As he makes clear in the introduction, he’s more interested in social history, events seen from the everyman’s view rather than spotlighting the deeds of the era’s political superstars, so begins with Seth Abbot, a character constructed to provide that view. He’s a Vermont backwoods boy whose narration picks up in 1775 after a brief childhood interlude. Those unaware of the grievances sparking the revolution are given a lesson in microcosm via the town of Westminster, presumably without a shred of irony named after the London district housing the British parliament. Descendants of British settlers who’d farmed land for a couple of generations were having it confiscated by British rulers, and being expected to pay taxes, at which point local militias formed.
Wood has a relatively dry writing style that hones in on small items and incidents and expands them. It’s been to the detriment of some previous projects, which at times suited a faster pace, but with Rebels it’s ideal, as wars are aggregations of small incidents, punctuated by events on a massive canvas. Personalising the war via Abbott, he shows the sacrifices made and what those sacrifices earn.
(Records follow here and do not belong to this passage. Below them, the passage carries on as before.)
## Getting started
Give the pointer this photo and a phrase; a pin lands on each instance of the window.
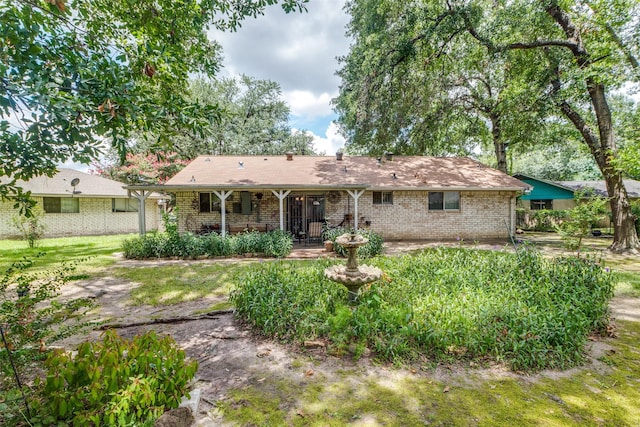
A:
(382, 198)
(205, 202)
(124, 205)
(60, 205)
(538, 205)
(444, 201)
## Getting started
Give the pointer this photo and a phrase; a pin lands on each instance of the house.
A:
(560, 195)
(76, 204)
(545, 194)
(399, 197)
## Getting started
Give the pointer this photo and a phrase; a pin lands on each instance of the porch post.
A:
(222, 195)
(356, 195)
(141, 196)
(281, 194)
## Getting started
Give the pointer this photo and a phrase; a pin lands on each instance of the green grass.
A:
(97, 251)
(172, 284)
(528, 311)
(627, 284)
(606, 396)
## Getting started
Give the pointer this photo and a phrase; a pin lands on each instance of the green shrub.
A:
(161, 245)
(523, 309)
(286, 300)
(589, 210)
(115, 382)
(32, 315)
(372, 248)
(635, 210)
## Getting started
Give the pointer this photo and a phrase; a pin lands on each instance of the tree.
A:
(254, 119)
(405, 90)
(568, 56)
(76, 76)
(142, 168)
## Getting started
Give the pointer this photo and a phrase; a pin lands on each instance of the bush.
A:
(528, 311)
(115, 382)
(161, 245)
(372, 248)
(32, 317)
(635, 210)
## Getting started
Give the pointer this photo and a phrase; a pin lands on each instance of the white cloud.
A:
(298, 51)
(331, 142)
(308, 104)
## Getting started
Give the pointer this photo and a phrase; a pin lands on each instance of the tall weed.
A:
(523, 309)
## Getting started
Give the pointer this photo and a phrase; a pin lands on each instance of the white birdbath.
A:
(352, 276)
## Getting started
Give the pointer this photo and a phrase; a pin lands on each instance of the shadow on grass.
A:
(173, 284)
(603, 393)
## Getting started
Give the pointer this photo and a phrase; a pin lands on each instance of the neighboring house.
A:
(76, 203)
(559, 195)
(398, 197)
(545, 194)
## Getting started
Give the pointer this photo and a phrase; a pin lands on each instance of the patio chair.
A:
(314, 232)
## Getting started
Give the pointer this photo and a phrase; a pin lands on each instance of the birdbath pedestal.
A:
(352, 276)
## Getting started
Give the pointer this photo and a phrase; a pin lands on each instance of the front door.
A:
(303, 209)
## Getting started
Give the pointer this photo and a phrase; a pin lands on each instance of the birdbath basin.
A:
(352, 276)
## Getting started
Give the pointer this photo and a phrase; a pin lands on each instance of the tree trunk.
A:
(625, 237)
(603, 149)
(602, 146)
(498, 144)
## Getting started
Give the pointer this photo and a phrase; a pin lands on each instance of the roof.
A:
(633, 187)
(544, 189)
(88, 185)
(411, 172)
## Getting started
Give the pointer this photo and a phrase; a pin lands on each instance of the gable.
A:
(400, 173)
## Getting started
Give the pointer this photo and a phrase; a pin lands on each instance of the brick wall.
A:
(95, 218)
(482, 214)
(191, 219)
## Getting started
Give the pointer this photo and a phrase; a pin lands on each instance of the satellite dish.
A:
(74, 183)
(333, 196)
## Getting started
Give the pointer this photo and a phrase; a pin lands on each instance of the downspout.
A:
(222, 195)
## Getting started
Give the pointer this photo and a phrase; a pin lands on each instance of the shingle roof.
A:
(60, 185)
(633, 187)
(411, 172)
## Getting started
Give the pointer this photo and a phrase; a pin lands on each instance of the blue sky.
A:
(299, 52)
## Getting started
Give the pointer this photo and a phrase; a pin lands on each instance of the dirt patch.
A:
(230, 356)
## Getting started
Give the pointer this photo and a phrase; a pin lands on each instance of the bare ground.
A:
(230, 356)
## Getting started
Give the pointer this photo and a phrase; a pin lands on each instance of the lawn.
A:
(314, 392)
(94, 252)
(604, 393)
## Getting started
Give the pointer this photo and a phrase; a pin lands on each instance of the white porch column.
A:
(281, 194)
(356, 195)
(222, 195)
(141, 196)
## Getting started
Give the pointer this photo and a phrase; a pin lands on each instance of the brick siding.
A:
(482, 214)
(95, 218)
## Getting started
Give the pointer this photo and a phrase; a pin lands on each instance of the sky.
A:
(297, 51)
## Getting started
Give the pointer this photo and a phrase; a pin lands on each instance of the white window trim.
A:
(444, 201)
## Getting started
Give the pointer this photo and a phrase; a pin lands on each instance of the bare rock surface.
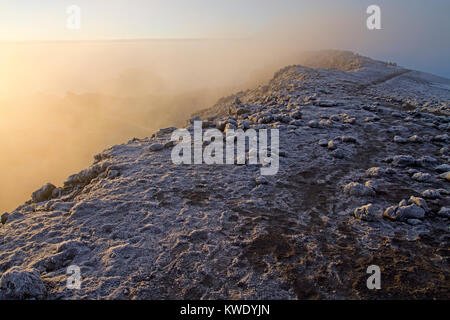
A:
(141, 227)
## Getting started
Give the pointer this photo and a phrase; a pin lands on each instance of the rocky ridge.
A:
(364, 179)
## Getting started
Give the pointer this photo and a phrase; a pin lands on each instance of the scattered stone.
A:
(422, 177)
(43, 194)
(348, 139)
(313, 124)
(402, 213)
(403, 161)
(4, 218)
(332, 145)
(415, 139)
(445, 176)
(18, 283)
(156, 147)
(375, 172)
(444, 212)
(440, 138)
(366, 213)
(431, 194)
(372, 184)
(338, 154)
(414, 222)
(357, 189)
(261, 180)
(412, 211)
(420, 202)
(443, 168)
(296, 115)
(323, 142)
(427, 161)
(398, 139)
(165, 131)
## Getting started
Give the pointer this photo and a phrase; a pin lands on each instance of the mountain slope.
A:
(141, 227)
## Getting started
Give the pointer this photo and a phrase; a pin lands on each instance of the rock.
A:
(431, 194)
(440, 138)
(350, 120)
(192, 120)
(422, 177)
(313, 124)
(230, 126)
(444, 212)
(348, 139)
(372, 184)
(86, 176)
(156, 147)
(323, 142)
(403, 161)
(338, 154)
(391, 213)
(56, 193)
(442, 168)
(398, 139)
(111, 174)
(427, 161)
(332, 145)
(296, 115)
(19, 283)
(198, 235)
(402, 213)
(374, 172)
(43, 194)
(357, 189)
(4, 218)
(166, 131)
(412, 211)
(420, 202)
(414, 222)
(415, 139)
(366, 213)
(445, 176)
(261, 180)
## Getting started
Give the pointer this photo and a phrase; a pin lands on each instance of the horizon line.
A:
(117, 40)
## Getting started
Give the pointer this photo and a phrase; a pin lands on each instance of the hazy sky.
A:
(415, 33)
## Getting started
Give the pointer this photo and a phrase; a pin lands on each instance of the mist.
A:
(62, 102)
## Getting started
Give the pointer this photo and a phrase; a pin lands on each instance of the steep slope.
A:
(141, 227)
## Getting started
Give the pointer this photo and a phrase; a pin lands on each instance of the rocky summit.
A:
(363, 180)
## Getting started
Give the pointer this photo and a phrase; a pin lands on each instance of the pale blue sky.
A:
(415, 32)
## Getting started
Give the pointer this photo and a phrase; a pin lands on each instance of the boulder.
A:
(43, 194)
(19, 283)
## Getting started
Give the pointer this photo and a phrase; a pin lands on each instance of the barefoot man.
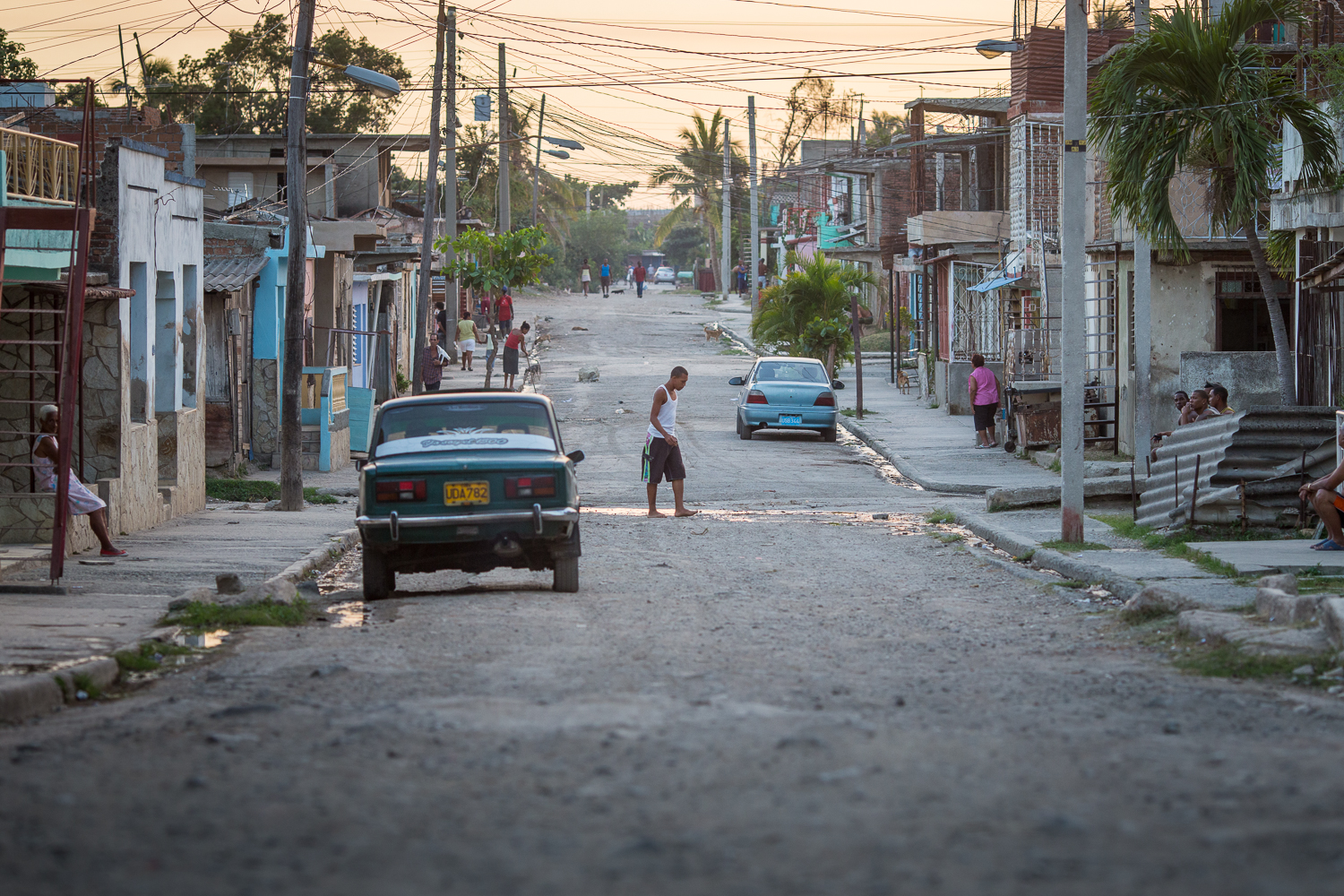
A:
(661, 452)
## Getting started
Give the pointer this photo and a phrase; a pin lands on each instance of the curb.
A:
(1123, 587)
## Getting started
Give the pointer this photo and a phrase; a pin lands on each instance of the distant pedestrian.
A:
(984, 401)
(432, 365)
(467, 335)
(78, 498)
(661, 450)
(515, 343)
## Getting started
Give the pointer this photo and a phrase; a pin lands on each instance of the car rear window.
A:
(789, 373)
(454, 426)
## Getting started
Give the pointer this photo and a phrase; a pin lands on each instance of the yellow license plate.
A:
(461, 493)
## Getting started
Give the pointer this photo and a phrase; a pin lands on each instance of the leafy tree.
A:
(1193, 96)
(242, 86)
(13, 62)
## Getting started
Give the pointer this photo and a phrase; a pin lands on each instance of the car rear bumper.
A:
(535, 520)
(769, 416)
Wood’s well aware of the contemporary relevance also, and whether by coincidence or design some combat sequences reflect the modern era, such as having to relieve a Carolina town building by building, as does the poor welcome for servicemen on the way home.
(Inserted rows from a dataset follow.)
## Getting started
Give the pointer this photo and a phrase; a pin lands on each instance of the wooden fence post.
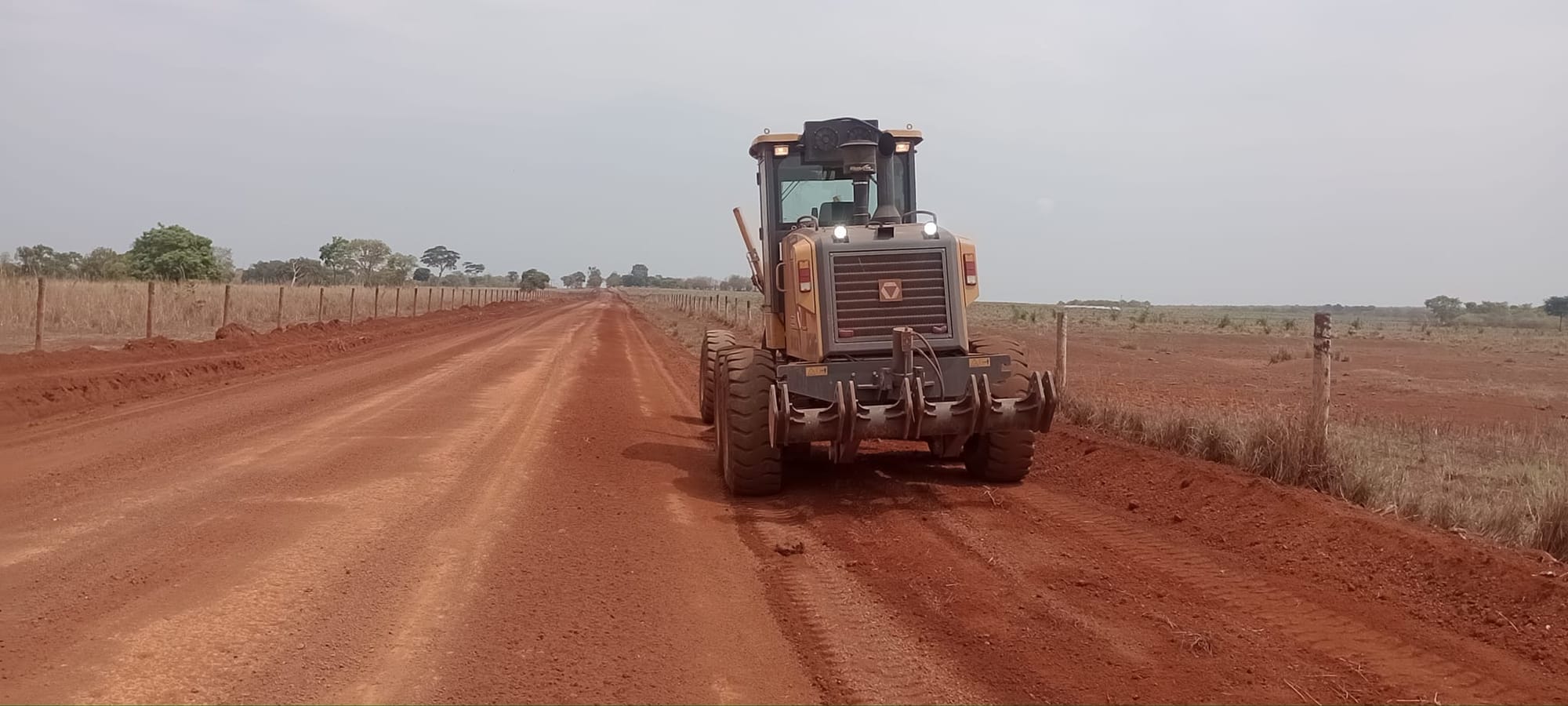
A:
(1062, 352)
(1318, 420)
(38, 321)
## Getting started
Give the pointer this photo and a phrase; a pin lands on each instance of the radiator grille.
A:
(863, 315)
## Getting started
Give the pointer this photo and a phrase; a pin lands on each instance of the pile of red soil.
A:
(38, 385)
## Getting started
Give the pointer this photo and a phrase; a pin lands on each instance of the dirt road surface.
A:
(526, 511)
Abbot’s tale is superbly illustrated by Andrea Mutti. Historical detail seeps from every panel, and yet there’s also a surprising delicacy to his lithe figures, and at times a picturesque sense of landscape, here helped immensely by the colouring of Jordie Bellaire. Mutti is the best artist involved, and illustrates several stories, but the others all have their strengths. Matthew Woodson has a lovely delicate line, and provides impressive panel layouts, but reliance on visual reference for faces gives them a disconcerting stiffness at times. Ariela Kristantina is the weakest of the artists, good and clear in places, presenting odd faces and cramped panels in others. Tristan Jones also serves up cramped panels, but to greater purpose as closing the viewpoint right in shows the confusion of close quarters combat.
As detailed as it is, Abbott’s is only the first of six tales, albeit by far the longest. That successfully told, Wood had plenty of other stories about individual contributions to the War of Independence. Sarah Hull bettered many men when it came to living off the land and the outcome of her story is again very modern, as is that of Silence Bright, which may surprise considering the times. Wood even switches sides to show why some British ended up thousands of miles from home fighting for king and country they cared nothing for and who cared nothing for them.
Wood supplies all his leading cast members with an immense personality, whether it be the conflicted Abbott, the stoic Sarah Hull or Stone Wolf’s puzzled application of Native American philosophy to the actions of rebels. These are people we can know and love, and by extension appreciate their times.
Wood and Mutti continue their stories in These Free and Independent States.